Les rebelles touaregs ont annoncé dimanche avoir conclu un accord avec les soldats russes de l’Africa Corps, permettant le retrait de ces derniers de la ville stratégique de Kidal, dans le nord du Mali. Cette évolution intervient dans un contexte de fortes tensions militaires et de recomposition rapide des équilibres sécuritaires dans plusieurs régions du pays.

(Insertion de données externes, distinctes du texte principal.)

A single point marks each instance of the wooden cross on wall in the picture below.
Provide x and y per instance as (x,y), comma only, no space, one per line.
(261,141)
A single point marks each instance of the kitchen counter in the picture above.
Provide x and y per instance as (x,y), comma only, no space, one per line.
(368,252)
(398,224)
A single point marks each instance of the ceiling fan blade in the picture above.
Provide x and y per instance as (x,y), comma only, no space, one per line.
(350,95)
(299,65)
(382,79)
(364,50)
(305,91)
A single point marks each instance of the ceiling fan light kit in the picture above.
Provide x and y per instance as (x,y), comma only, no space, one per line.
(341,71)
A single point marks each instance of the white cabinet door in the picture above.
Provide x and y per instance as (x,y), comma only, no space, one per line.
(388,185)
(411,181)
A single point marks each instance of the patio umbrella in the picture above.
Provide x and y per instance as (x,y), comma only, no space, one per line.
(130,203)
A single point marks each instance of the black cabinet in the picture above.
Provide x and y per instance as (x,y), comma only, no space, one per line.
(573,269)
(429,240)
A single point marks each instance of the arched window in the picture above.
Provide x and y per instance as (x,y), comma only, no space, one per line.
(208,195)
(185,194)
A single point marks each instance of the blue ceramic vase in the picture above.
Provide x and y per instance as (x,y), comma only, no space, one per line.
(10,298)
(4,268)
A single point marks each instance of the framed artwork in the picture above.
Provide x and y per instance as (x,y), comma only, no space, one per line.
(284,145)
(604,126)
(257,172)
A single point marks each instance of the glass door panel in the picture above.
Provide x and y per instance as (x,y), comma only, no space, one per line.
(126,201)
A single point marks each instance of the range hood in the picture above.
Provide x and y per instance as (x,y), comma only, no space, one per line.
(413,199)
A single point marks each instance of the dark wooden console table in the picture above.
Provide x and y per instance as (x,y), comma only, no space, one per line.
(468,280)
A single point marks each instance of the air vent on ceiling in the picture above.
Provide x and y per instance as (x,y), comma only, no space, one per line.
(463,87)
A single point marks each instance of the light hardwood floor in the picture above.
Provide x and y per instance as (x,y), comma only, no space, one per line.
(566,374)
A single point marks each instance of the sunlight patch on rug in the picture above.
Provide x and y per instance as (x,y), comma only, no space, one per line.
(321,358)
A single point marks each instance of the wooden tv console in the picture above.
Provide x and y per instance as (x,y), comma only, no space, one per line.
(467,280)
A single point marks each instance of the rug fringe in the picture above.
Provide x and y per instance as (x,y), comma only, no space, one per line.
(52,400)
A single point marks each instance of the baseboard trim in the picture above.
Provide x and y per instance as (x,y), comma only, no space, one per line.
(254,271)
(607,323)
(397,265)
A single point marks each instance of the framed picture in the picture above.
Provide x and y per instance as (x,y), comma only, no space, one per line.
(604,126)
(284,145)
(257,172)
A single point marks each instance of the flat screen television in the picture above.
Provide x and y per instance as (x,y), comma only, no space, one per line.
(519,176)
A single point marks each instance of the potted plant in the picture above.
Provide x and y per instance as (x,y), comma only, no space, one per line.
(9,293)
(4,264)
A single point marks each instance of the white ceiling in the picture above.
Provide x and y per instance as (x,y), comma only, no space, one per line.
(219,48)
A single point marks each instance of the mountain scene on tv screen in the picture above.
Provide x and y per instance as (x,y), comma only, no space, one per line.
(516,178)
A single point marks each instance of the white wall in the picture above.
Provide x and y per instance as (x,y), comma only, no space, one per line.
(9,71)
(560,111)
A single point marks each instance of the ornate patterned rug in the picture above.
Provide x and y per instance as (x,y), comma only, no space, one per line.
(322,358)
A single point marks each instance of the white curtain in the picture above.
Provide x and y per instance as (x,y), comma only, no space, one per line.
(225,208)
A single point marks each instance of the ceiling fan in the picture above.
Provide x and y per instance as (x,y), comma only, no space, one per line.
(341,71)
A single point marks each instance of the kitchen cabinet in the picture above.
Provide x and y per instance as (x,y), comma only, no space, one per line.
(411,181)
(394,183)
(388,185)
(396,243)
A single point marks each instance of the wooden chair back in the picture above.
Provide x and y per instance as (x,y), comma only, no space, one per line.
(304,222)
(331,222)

Selon un responsable des groupes rebelles cité par l’AFP, l’accord aurait permis aux forces russes et à leurs alliés de l’armée malienne de quitter le « Camp 2 », où ils étaient retranchés depuis la veille. Une source diplomatique a également confirmé que les combattants russes présents à Kidal auraient coordonné leur retrait avec les éléments du Front de libération de l’Azawad (FLA), principal mouvement rebelle touareg.

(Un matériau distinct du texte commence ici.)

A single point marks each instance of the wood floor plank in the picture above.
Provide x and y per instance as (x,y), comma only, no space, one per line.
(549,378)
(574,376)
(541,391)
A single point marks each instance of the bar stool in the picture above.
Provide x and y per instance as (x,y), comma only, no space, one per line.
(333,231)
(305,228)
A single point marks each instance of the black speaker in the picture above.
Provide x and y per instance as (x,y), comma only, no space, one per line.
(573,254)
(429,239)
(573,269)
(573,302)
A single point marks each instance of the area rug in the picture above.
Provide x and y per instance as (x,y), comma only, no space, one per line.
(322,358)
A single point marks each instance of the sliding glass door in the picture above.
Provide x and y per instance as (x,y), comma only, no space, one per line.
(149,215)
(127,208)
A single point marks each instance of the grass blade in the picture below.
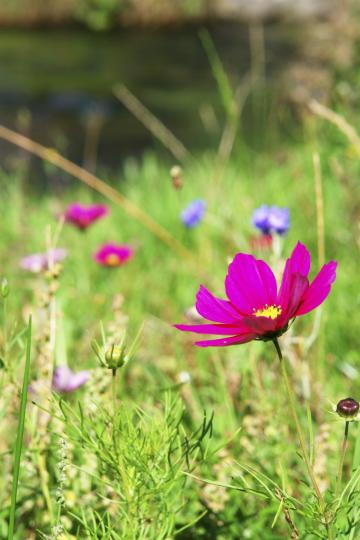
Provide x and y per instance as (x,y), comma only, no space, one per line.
(20,435)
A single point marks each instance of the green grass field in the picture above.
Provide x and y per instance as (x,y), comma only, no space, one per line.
(182,442)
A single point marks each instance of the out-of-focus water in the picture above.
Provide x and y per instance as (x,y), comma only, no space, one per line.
(56,86)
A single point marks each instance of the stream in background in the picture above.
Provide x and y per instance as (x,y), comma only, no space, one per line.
(56,86)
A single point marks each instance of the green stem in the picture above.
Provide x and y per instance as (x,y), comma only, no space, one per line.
(342,458)
(113,390)
(300,434)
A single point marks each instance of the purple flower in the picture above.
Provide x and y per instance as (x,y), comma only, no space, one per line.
(255,307)
(113,255)
(193,213)
(65,380)
(271,219)
(38,262)
(82,216)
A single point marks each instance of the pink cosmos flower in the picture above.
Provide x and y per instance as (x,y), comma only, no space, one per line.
(38,262)
(82,216)
(65,380)
(113,255)
(256,308)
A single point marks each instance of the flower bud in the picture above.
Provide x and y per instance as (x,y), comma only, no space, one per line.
(348,408)
(115,357)
(4,288)
(176,176)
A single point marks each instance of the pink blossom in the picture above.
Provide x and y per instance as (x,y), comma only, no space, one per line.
(65,380)
(113,255)
(38,262)
(255,308)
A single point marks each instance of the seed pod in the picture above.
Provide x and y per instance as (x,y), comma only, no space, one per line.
(348,408)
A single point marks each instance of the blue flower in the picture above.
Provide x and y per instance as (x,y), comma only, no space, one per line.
(193,213)
(271,219)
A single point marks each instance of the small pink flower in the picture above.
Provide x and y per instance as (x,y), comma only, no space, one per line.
(261,242)
(255,307)
(113,255)
(38,262)
(82,216)
(65,380)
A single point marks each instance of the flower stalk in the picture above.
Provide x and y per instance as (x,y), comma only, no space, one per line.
(300,434)
(342,458)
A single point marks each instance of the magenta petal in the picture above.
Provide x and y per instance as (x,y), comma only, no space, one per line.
(217,329)
(224,342)
(215,309)
(298,263)
(249,284)
(319,288)
(269,281)
(261,325)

Sur le terrain, plusieurs témoins font état de mouvements militaires visibles dans la ville. Un habitant de Kidal a affirmé avoir observé un convoi quitter les positions occupées, tout en indiquant ne pas disposer de détails sur les modalités exactes de l’accord. Dans le même temps, des sources locales rapportent que des groupes armés contrôlent désormais les principales rues de la ville.
Dans la foulée de ces événements, les rebelles touaregs ont revendiqué le contrôle « total » de Kidal, une localité hautement stratégique et symbole des rapports de force dans le nord du Mali. Cette annonce intervient après des affrontements qui avaient repris dans la matinée de dimanche avant de s’interrompre progressivement.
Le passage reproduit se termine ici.